A recession is when your neighbor loses his job; a depression is when you lose yours.
We hear it on the news, but it seems this past week it keeps coming closer and closer to home. As of today, I have three friends out of work, and 8 friends who have had their hours either cut or made almost non-existent.
It really makes me re-evaluate the difference between a need and a want. My mother used to remind me growing up that God promised to provide for our NEEDS, not our wants. I never liked it when she quoted that Bible verse. But I can say that God ALWAYS provided. I didn't have name brand clothes growing up, and more often than not most everything I owned was a hand-me-down. We ate out maybe once a year, and food was almost always given from a church member's garden or a generic brand, but I never went hungry. Not ever.
I remember the late '80s when the coal mines shut down in Walker County. We had three men in our church who lost their jobs. One of the families complained several months later that it was hard being poor. Every time they went to the grocery store they had to buy generic brands they were so poor. My little sister and I just stared at her. I actually felt sorry for her that she thought buying generic brand food meant you were poor. I knew several girls in my class who owned 2 pairs of blue jeans and alternated them out every other day because that was all they could afford. And about 1/2 of our high school students had jobs. If we ever heard of a position open, be it McDonalds, Church's chicken, or in a grocery store, people rushed to apply. I found my after school job as a cashier by overhearing a girl at school saying she'd have to quit to play softball. I went in the afternoon she was to quit and put in a job application. I went in for an "interview" at 9am Sat morning and went home at noon for lunch and worked until 5pm. And that was after six months of looking for a job. I considered myself blessed.
Then I went to Nashville to college, and for the first time I realized according to most people's standards, I was poor.
The next year I went to Cote d'Ivoire, West Africa, and discovered I was one of the richest people on the face of the earth - and my income hadn't changed a dime.
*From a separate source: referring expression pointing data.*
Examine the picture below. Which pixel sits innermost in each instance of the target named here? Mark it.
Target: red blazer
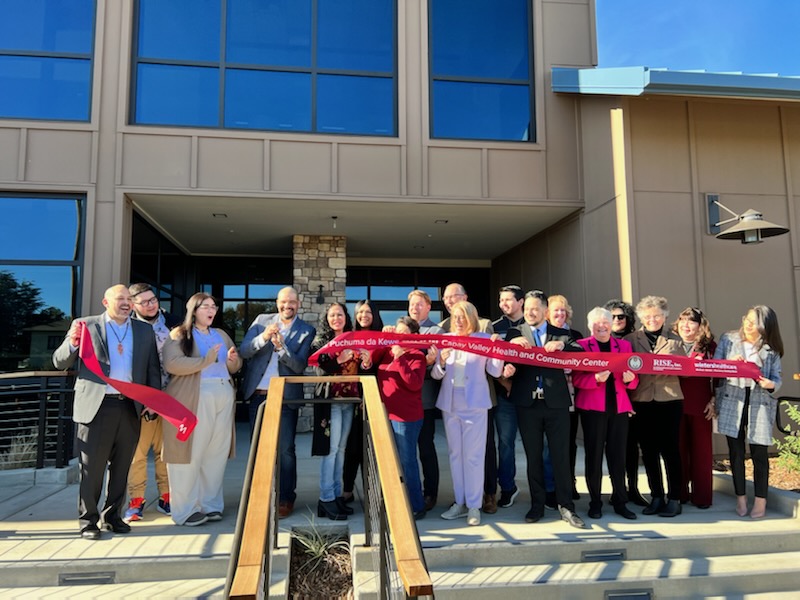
(591, 395)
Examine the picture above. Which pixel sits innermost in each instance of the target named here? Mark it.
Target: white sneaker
(455, 512)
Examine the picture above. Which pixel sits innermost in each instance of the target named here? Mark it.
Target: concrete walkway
(42, 556)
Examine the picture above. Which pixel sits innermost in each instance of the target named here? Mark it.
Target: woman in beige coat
(201, 380)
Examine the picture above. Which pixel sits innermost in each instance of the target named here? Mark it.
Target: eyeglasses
(151, 302)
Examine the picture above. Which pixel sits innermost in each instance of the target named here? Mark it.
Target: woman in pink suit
(465, 400)
(604, 407)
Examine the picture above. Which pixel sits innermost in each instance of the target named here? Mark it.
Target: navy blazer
(294, 361)
(554, 382)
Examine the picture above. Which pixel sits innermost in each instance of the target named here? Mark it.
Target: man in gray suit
(279, 345)
(108, 422)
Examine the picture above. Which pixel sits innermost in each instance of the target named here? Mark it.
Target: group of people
(484, 403)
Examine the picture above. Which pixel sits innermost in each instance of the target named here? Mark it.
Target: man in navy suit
(279, 345)
(542, 399)
(108, 422)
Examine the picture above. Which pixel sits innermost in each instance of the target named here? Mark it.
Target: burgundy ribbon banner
(616, 362)
(168, 407)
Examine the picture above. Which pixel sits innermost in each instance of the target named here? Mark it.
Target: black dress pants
(109, 440)
(659, 429)
(605, 433)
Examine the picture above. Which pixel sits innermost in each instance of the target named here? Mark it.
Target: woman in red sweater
(400, 373)
(698, 410)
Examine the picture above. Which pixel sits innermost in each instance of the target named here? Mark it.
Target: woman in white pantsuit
(201, 360)
(465, 400)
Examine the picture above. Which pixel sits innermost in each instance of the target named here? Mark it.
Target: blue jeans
(288, 469)
(406, 434)
(505, 420)
(330, 475)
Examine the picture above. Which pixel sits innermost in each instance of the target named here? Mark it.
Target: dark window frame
(530, 83)
(223, 65)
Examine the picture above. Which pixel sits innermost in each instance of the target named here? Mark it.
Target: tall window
(46, 59)
(324, 66)
(41, 258)
(481, 73)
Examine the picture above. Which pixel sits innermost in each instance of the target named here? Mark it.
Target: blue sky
(716, 35)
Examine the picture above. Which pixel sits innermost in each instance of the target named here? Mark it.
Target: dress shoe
(342, 504)
(533, 515)
(571, 518)
(624, 512)
(655, 507)
(671, 509)
(331, 510)
(117, 525)
(635, 497)
(90, 532)
(285, 509)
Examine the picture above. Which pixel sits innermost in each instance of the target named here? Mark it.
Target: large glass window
(41, 255)
(481, 73)
(46, 59)
(284, 65)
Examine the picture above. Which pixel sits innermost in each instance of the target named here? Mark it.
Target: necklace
(120, 347)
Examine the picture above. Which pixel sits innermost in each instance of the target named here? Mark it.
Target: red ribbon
(616, 362)
(168, 407)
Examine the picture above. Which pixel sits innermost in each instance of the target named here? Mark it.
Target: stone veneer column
(317, 260)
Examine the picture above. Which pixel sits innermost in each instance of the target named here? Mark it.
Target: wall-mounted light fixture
(750, 226)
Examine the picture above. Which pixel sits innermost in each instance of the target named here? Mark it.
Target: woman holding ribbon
(400, 373)
(332, 420)
(201, 359)
(604, 407)
(367, 319)
(698, 410)
(465, 400)
(746, 407)
(658, 403)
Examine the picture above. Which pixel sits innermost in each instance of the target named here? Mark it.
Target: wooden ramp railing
(249, 569)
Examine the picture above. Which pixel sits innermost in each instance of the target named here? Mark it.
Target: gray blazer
(293, 362)
(89, 388)
(730, 396)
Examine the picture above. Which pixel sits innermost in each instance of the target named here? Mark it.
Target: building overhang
(644, 81)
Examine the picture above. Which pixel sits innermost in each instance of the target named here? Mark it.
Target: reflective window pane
(36, 81)
(172, 95)
(179, 29)
(267, 100)
(39, 229)
(356, 35)
(47, 25)
(481, 111)
(37, 305)
(355, 105)
(488, 40)
(269, 32)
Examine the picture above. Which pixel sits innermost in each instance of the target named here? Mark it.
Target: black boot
(342, 504)
(655, 507)
(330, 510)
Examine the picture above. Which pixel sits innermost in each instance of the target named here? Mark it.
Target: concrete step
(724, 576)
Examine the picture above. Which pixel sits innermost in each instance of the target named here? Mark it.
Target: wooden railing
(249, 571)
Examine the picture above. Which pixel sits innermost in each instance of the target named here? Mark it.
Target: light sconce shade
(750, 227)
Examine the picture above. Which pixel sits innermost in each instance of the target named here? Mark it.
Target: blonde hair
(469, 311)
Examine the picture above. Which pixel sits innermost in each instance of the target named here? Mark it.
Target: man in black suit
(108, 422)
(542, 401)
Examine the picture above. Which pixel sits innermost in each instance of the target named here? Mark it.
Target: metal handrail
(256, 523)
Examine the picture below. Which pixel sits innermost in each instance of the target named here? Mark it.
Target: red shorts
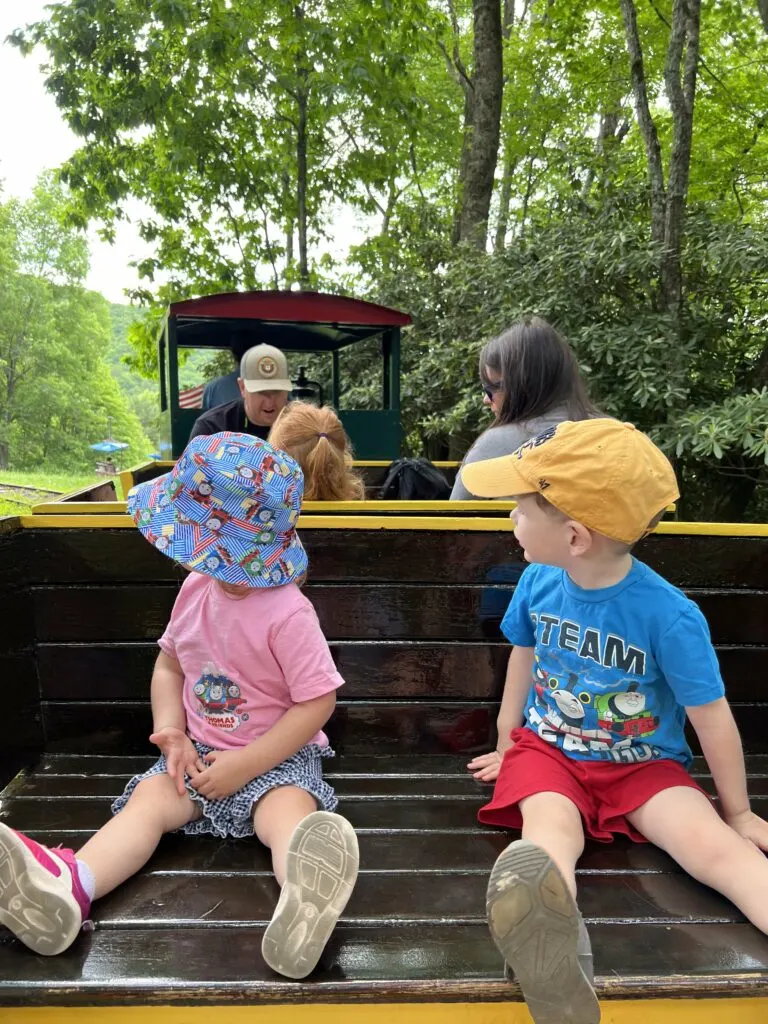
(604, 794)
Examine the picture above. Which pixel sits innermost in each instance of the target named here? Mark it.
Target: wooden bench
(412, 611)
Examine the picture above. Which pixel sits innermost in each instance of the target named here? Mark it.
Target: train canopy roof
(292, 321)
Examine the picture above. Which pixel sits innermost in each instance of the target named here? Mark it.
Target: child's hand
(751, 826)
(227, 771)
(180, 756)
(485, 768)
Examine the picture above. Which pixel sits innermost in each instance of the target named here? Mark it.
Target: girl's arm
(516, 687)
(292, 731)
(228, 771)
(169, 721)
(167, 684)
(721, 745)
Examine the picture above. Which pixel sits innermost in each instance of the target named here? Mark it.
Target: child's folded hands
(227, 771)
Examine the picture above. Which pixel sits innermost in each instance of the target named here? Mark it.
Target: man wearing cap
(264, 386)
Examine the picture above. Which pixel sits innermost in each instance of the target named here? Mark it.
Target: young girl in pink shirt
(242, 688)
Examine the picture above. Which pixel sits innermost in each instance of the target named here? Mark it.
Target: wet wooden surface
(413, 621)
(424, 611)
(83, 555)
(189, 925)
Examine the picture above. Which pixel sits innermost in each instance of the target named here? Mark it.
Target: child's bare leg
(314, 855)
(45, 895)
(125, 844)
(553, 821)
(684, 823)
(274, 819)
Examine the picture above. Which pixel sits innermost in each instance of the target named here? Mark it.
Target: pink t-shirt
(246, 660)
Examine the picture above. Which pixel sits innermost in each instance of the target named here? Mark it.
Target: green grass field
(39, 482)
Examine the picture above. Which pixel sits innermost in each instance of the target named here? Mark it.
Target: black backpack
(415, 479)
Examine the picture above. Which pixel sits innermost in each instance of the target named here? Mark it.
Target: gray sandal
(539, 930)
(323, 860)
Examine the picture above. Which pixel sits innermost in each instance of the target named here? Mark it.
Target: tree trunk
(668, 204)
(645, 121)
(476, 181)
(505, 197)
(302, 99)
(683, 40)
(301, 189)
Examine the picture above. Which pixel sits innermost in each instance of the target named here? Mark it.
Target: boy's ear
(580, 540)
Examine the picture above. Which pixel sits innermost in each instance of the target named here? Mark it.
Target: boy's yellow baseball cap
(603, 473)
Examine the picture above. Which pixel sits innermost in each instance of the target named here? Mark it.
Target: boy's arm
(516, 688)
(721, 745)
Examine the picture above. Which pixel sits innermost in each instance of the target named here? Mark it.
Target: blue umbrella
(110, 445)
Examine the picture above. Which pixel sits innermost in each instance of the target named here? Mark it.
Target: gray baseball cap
(264, 368)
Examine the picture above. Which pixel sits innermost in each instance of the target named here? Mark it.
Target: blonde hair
(315, 438)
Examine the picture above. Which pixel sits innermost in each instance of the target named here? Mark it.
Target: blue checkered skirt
(232, 816)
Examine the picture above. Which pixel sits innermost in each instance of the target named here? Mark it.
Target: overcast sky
(34, 137)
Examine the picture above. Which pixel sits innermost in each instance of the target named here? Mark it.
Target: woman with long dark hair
(531, 381)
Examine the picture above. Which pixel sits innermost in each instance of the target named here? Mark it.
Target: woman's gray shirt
(504, 440)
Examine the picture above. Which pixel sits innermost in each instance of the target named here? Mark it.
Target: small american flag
(192, 398)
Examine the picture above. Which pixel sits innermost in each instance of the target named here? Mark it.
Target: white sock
(86, 879)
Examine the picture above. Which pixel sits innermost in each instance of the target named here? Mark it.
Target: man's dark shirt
(230, 416)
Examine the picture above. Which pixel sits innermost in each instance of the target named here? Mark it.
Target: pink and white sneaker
(42, 900)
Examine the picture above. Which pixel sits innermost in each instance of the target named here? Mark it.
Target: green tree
(56, 393)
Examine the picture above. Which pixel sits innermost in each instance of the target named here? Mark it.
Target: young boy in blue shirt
(608, 659)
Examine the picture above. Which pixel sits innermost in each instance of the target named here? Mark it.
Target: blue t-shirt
(614, 668)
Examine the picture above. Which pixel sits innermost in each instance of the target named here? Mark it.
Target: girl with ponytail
(315, 438)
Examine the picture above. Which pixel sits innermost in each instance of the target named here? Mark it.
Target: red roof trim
(292, 307)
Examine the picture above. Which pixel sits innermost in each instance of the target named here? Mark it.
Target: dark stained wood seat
(413, 621)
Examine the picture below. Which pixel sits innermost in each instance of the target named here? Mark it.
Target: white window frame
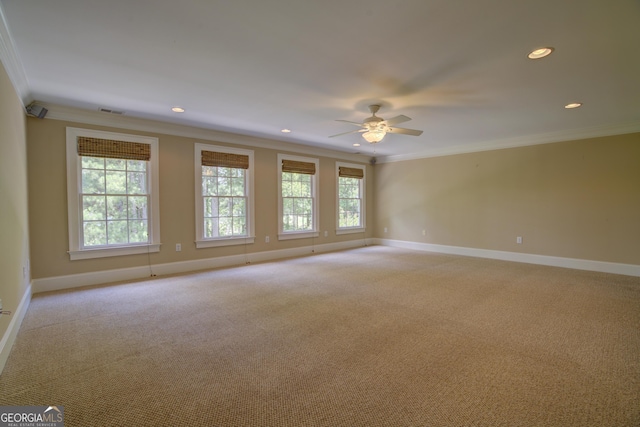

After graduation I went to China, and discovered that I lived in a land of opportunity beyond anything I had dreamed or realized. It had always been taken for granted. I've been to college twice for different majors, have changed careers, even had the luxury of being a stay at home wife for several years - and those facts alone make me one of the most privileged people in the world.
I do wonder what will become of our nation and its economy. But I also recognize things can get much worse before we're even close to destitute. And its times like these I turn to my Heavenly Father and rest in his arms. He's never out of a job.